Richard Hawkes
- Full name: Richard Neville Hawkes
- Country (sports): New Zealand
- Born: 29 November 1940
- Died: 6 August 2001 (aged 60)

Singles

Grand Slam singles results
- French Open: 1R (1962, 1968)
- US Open: 1R (1969)

= Richard Hawkes (tennis) =

New Zealand judge and tennis player

Richard Neville Hawkes (29 November 1940 – 6 August 2001) was a New Zealand judge and tennis player.

Hawkes had a sporting background, with his father a New Zealand Universities rugby representative and his mother an all-round sportsperson from Taranaki. He was active on the international tour in the 1960s, featuring in the singles main draws of the French Open and US Open. In 1968 he represented the New Zealand Davis Cup team in a 1968 tie against Yugoslavia in Zagreb, partnering Brian Fairlie in the doubles rubber. He scored an upset win over former American Davis Cup captain Donald Dell at the 1970 New Zealand Open.

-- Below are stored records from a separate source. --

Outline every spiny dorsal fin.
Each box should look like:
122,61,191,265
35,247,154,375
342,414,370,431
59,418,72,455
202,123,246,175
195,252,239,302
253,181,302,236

A graduate of Victoria University of Wellington, Hawkes was admitted as a New Zealand barrister in 1968 and relocated to Hong Kong during the late 1970s. He became a Hong Kong District Judge in 1991 and was appointed Chief District Judge in 1999, a role he held for two years before retiring due to ill health.

Hawkes married squash player Julie Lamb and they raised their four children in Hong Kong (three daughters and one son). One of their children is Commonwealth Games squash gold medalist Jaclyn Hawkes.